Marie-Noëlle Clément : Les secrets de famille sont les ennemis de la communication dans la famille. C’est tout un pan de l’histoire familiale que l’on passe sous silence, parfois on cesse de parler des personnes impliquées dans l’événement, et on évite d’aborder des sujets similaires même s’ils concernent les voisins ou l’actualité. Un enfant qui grandit dans une famille à secret apprend très vite à repérer les questions qui pourraient gêner ses parents, et il éteint peu à peu sa curiosité.

Pourtant, même si le secret n’est pas dit avec des mots, il s’exprime par d’autres voies : ces sujets bannis des conversations familiales, ces accès émotionnels incompréhensibles chez son entourage à l’occasion d’un film ou d’un documentaire vu à la télévision et qui vient rappeler l’événement douloureux. Dès lors, l’enfant est partagé entre les questions qu’il se pose devant ces attitudes énigmatiques, et l’interdit implicite de les formuler. C’est une source de souffrance pour lui.

Tous les secrets sont-ils bons à révéler ? Comment distinguer ceux qui peuvent concerner les plus jeunes, et ceux qui ne les regardent pas ? Un adulte peut-il ou doit-il garder un « jardin secret » ?

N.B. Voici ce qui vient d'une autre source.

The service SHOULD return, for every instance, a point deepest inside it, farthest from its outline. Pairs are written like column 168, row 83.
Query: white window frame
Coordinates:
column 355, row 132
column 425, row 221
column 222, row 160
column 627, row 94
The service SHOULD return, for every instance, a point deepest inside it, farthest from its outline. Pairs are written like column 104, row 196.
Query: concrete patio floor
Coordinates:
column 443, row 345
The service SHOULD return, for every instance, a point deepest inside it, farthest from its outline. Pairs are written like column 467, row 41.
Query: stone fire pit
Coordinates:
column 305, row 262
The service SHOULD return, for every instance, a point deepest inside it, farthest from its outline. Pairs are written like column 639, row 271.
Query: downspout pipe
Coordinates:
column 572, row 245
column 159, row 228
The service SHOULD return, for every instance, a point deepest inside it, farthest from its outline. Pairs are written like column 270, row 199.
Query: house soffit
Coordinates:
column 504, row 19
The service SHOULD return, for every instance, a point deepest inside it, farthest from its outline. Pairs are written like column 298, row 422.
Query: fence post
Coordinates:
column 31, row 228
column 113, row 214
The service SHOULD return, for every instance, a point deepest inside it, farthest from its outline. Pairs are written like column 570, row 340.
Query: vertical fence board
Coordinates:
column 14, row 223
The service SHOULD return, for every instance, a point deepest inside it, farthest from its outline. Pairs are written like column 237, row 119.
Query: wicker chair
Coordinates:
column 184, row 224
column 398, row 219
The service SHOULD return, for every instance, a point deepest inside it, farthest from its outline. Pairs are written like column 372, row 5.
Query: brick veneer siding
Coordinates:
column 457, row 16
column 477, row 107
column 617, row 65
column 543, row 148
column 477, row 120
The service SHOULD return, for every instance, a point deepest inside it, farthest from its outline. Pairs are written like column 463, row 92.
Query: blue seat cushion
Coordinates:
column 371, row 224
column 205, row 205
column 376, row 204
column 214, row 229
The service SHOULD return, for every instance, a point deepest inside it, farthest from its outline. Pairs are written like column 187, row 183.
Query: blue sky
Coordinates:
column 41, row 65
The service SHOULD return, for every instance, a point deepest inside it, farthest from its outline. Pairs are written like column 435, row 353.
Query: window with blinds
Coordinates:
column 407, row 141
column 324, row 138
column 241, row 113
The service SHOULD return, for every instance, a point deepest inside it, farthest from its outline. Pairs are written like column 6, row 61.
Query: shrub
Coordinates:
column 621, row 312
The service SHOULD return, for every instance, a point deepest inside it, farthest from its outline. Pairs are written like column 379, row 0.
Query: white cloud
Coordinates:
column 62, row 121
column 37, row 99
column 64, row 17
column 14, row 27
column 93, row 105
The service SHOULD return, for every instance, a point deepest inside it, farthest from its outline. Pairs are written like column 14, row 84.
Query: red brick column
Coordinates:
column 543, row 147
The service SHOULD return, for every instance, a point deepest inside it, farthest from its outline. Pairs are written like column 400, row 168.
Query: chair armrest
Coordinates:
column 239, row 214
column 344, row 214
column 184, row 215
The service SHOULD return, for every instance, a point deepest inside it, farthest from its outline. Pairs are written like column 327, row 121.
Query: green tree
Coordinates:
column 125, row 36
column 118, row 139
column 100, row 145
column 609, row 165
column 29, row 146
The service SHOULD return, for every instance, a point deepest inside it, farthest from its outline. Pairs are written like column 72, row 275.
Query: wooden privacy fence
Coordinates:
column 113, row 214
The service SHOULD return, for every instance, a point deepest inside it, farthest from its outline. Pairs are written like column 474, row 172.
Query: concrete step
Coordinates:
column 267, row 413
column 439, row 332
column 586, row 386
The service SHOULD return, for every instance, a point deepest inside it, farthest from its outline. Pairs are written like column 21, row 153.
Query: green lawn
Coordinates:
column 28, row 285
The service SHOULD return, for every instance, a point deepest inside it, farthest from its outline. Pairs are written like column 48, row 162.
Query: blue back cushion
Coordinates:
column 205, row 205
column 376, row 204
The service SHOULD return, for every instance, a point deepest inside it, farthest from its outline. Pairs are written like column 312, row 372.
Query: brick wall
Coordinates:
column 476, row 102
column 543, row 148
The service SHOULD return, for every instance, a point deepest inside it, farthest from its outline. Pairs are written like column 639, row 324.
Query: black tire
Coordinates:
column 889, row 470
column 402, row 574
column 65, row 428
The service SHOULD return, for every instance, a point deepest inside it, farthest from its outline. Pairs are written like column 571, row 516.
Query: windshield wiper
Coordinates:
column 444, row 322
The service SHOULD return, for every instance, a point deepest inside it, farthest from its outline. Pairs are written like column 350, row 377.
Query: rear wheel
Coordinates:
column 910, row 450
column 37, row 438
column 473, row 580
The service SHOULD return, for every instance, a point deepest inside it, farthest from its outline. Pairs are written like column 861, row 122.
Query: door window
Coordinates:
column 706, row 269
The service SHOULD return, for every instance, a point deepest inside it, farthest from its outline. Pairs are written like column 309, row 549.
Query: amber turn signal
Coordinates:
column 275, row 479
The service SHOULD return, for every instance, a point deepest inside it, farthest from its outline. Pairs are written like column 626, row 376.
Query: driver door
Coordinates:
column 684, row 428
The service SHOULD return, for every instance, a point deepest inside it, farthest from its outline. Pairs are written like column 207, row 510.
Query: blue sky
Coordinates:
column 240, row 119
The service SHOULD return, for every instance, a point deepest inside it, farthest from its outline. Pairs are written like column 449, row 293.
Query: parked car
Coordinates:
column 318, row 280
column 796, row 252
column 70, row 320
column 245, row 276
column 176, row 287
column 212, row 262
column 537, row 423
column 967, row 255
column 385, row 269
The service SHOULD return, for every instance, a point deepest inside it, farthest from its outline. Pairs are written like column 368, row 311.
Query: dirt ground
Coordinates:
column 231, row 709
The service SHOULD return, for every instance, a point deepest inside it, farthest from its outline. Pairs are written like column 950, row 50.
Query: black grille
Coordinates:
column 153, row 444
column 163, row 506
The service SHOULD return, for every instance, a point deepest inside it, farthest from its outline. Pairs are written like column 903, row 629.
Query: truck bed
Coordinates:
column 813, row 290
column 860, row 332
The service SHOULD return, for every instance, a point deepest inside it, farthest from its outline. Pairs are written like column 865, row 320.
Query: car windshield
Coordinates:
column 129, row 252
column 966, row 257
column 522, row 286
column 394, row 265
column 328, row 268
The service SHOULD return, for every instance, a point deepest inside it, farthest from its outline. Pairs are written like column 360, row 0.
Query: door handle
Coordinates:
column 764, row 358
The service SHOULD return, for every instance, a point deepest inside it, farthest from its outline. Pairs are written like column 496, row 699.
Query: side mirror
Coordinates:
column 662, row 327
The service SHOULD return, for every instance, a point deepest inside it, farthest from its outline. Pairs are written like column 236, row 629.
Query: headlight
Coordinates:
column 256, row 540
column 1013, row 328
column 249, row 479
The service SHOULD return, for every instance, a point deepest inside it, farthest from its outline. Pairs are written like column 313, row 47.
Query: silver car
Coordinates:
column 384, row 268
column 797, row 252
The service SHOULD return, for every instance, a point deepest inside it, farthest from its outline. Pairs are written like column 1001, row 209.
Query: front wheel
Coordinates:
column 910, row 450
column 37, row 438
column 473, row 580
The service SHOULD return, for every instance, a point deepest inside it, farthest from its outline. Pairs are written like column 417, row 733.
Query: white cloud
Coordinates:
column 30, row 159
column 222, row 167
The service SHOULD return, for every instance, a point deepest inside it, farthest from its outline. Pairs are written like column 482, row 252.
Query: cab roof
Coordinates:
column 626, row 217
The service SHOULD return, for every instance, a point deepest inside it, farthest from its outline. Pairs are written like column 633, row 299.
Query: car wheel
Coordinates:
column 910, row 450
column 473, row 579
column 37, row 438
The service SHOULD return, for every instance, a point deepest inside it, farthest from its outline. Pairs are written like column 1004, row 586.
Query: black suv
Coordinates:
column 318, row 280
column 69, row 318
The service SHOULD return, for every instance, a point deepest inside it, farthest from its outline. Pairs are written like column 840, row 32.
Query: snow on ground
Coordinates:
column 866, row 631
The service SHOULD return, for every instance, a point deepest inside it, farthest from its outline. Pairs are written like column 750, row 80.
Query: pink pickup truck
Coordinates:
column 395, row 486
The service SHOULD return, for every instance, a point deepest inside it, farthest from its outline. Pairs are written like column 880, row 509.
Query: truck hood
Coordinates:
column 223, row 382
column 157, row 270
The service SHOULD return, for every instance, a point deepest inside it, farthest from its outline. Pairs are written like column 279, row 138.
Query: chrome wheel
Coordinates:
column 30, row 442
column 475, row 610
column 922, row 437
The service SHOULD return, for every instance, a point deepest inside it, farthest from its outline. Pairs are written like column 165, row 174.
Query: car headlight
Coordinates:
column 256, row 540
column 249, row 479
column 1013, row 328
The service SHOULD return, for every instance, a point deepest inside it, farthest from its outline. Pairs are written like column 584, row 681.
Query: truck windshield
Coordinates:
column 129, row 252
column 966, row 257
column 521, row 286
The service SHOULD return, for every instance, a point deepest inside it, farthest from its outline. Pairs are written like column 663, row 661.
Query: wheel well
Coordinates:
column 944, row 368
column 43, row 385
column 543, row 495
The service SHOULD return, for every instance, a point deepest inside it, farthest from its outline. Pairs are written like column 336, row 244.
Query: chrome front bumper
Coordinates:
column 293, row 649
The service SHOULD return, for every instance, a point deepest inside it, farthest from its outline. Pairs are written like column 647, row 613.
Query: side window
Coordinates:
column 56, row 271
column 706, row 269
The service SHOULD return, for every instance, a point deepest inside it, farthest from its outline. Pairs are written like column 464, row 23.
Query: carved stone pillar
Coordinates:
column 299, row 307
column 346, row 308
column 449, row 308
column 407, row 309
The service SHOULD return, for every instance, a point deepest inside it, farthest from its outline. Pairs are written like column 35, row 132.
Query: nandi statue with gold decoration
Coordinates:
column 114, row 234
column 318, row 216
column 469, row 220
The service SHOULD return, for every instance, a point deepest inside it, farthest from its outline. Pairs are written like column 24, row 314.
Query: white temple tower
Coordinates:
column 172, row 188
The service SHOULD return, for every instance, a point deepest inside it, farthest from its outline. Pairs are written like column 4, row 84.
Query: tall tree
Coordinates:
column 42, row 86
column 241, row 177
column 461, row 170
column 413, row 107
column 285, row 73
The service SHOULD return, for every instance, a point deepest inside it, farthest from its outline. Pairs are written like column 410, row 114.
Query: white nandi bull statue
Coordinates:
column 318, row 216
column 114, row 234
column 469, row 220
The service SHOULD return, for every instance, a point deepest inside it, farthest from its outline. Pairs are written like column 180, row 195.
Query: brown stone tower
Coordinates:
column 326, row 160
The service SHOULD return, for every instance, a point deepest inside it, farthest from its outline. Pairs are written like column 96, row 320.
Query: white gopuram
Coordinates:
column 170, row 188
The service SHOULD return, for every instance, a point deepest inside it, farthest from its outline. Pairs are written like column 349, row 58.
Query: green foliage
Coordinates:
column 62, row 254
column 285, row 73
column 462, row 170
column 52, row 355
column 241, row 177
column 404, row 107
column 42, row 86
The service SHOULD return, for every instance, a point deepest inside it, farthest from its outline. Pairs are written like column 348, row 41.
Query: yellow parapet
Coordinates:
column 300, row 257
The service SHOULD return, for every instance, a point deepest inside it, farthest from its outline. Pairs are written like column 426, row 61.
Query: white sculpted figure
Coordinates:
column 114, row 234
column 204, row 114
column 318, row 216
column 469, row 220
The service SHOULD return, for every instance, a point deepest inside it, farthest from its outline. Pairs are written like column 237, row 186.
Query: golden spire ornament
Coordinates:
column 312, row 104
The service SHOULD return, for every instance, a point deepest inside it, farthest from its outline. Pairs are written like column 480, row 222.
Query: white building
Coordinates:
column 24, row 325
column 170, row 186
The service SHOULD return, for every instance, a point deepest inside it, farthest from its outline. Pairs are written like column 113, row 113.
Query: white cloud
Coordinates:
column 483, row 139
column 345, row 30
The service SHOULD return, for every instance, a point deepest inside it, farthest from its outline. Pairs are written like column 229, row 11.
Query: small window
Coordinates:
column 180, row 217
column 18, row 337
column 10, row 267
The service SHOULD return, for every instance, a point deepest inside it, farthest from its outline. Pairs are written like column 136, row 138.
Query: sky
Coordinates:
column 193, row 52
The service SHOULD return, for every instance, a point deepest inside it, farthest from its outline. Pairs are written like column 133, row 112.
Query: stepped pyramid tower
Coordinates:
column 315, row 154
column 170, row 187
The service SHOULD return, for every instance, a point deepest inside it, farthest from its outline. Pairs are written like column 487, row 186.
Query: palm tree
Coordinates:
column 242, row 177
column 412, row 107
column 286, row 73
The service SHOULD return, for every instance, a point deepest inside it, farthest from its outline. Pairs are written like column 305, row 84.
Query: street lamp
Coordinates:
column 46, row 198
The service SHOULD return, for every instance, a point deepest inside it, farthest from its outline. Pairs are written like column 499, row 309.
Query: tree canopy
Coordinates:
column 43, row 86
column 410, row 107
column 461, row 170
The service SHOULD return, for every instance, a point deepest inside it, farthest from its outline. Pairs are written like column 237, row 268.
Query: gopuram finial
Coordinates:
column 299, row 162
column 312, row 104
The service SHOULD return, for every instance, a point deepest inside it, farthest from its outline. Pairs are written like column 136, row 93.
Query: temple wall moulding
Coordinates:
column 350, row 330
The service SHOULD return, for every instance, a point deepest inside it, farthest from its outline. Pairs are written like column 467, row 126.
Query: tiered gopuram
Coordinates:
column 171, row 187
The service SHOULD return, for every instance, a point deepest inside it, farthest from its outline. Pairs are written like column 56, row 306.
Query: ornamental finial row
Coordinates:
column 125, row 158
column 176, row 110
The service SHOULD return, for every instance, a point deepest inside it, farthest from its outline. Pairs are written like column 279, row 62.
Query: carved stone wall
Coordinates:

Il est important de parler aux enfants de tout ce qui les concerne, soit directement en changeant quelque chose dans leur vie quotidienne (par exemple la maladie grave d’un parent), soit indirectement en affectant l’humeur de leurs proches (par exemple un décès dans la famille, un accident, une période de chômage). Et il est fondamental d’aborder avec eux la question de leur origine car c’est ce qui fonde et structure leur rapport au monde : ainsi l’adoption d’un enfant, ou sa naissance par procréation médicalement assistée doivent lui être expliquées.

En revanche, il est un pan de l’existence des parents qui ne les concerne à aucun titre, c’est celui de leur  vie sexuelle et amoureuse. On a ainsi coutume de dire que le droit de savoir des enfants s’arrête devant la porte de la chambre parentale !

Ce qu'on peut dire et ne pas dire concernant un secret de famille est-il fonction de l'âge de l'enfant? Comment trouver les bons mots pour dévoiler un secret sans bouleverser l'enfant ?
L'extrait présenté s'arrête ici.